Ontario’s COVID-19 situation is the worst it has ever been, with cases and deaths both hitting record numbers due to a post-holiday spike. The province has passed 5,000 deaths, and the past week has seen several days with more than 4,000 cases. The province is in lockdown, and more restrictions are expected to be announced Tuesday.
Amid all the grim news, there has been one bright spot: the arrival of vaccines. But there have been questions about whether Ontario has enough doses and whether it’s using the ones it has effectively.
TVO.org speaks with University of Ottawa epidemiologist and global health researcher Raywat Deonandan about vaccine strategy, how the next months might go, and when we will finally be able to hug our friends.
TVO.org: I last spoke with you just before the holidays, and we talked a little bit about how you thought they might go. Was it roughly in line with what you expected?

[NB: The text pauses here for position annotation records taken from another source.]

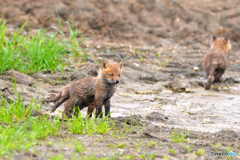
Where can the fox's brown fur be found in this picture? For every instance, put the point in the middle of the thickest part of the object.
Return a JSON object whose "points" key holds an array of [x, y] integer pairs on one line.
{"points": [[89, 92], [216, 60]]}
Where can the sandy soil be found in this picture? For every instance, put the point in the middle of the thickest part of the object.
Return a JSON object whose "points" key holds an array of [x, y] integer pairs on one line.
{"points": [[160, 43]]}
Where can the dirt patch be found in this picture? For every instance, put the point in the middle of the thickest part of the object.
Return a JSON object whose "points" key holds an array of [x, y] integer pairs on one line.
{"points": [[133, 21], [161, 91]]}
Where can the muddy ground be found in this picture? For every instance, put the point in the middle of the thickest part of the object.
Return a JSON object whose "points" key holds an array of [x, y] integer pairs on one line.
{"points": [[164, 91], [162, 44]]}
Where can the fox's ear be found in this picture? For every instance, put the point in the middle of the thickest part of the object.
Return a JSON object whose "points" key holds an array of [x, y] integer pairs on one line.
{"points": [[214, 38], [104, 65], [226, 40], [120, 65]]}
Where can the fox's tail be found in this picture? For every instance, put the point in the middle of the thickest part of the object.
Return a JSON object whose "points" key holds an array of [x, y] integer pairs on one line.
{"points": [[213, 67]]}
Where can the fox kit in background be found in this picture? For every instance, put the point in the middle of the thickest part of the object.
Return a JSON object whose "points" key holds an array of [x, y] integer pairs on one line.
{"points": [[216, 60], [90, 92]]}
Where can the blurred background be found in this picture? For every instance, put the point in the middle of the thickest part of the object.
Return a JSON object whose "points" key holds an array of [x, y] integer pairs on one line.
{"points": [[137, 22]]}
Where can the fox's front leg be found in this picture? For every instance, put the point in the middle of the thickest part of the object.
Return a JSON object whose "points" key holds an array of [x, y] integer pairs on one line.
{"points": [[98, 105], [107, 107]]}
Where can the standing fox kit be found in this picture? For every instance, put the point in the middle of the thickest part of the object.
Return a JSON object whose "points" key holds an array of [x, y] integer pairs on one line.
{"points": [[89, 92], [216, 60]]}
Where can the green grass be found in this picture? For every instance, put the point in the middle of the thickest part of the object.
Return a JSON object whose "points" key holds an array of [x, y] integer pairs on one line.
{"points": [[37, 52], [177, 138]]}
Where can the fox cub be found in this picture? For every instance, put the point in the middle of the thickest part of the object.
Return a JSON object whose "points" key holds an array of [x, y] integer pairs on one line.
{"points": [[89, 92], [216, 60]]}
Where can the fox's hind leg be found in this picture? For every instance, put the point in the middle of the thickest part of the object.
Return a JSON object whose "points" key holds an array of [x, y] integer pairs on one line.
{"points": [[59, 102], [218, 76], [91, 107], [68, 108], [107, 107], [210, 72]]}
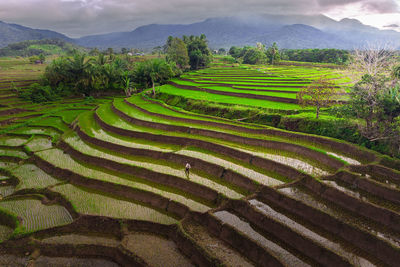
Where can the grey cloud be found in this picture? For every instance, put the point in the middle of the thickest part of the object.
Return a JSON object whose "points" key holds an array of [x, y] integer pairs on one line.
{"points": [[83, 17], [392, 26], [373, 6]]}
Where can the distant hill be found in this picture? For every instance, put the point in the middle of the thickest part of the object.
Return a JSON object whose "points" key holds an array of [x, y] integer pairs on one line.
{"points": [[13, 33], [294, 31], [288, 31], [37, 47]]}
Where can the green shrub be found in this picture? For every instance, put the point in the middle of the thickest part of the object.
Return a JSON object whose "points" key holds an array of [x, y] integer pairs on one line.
{"points": [[39, 94]]}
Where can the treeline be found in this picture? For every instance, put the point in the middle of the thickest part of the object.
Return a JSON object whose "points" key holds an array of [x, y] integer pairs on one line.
{"points": [[335, 56], [189, 52], [84, 75], [256, 55], [37, 47], [272, 55]]}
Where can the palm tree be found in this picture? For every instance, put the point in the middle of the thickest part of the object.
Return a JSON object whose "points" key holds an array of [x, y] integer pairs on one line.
{"points": [[82, 72]]}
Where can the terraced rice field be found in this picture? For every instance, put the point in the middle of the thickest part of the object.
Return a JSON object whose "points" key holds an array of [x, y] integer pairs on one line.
{"points": [[268, 87], [105, 186]]}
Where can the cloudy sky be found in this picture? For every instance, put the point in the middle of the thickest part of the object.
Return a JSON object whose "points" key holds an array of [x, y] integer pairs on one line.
{"points": [[83, 17]]}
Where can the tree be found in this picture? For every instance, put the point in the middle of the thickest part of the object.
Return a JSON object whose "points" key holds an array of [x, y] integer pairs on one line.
{"points": [[110, 51], [148, 73], [396, 72], [375, 97], [177, 52], [273, 54], [235, 51], [320, 93], [221, 51], [254, 56], [42, 58]]}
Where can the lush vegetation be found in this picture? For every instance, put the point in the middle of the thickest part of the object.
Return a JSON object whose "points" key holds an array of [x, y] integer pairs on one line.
{"points": [[335, 56], [256, 55], [37, 47], [121, 160]]}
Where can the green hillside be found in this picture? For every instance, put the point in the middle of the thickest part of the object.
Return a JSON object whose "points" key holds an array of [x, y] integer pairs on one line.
{"points": [[37, 47]]}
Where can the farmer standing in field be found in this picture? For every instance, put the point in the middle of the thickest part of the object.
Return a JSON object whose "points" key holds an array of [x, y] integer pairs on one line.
{"points": [[187, 169]]}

Raywat Deonandan: It’s exactly what I expected. I mean, it’s tragic to say, but everyone kind of knew — given what we observed in terms of human behaviour over the holidays, given the lateness of being locked down, and given the laxity with which people followed public-health guidance — it was unavoidable that numbers would mount in early January. So, unfortunately, none of this is surprising. Doubly unfortunate, because it’s not surprising: a lot of people don’t seem too put out by it, because they seem to have been steeled for it in some ways. And that’s the troubling part of this: the normalization of suffering. These numbers have become abstract, almost another historical peak — no big deal. Another 50 people dead in the province. People have stopped caring.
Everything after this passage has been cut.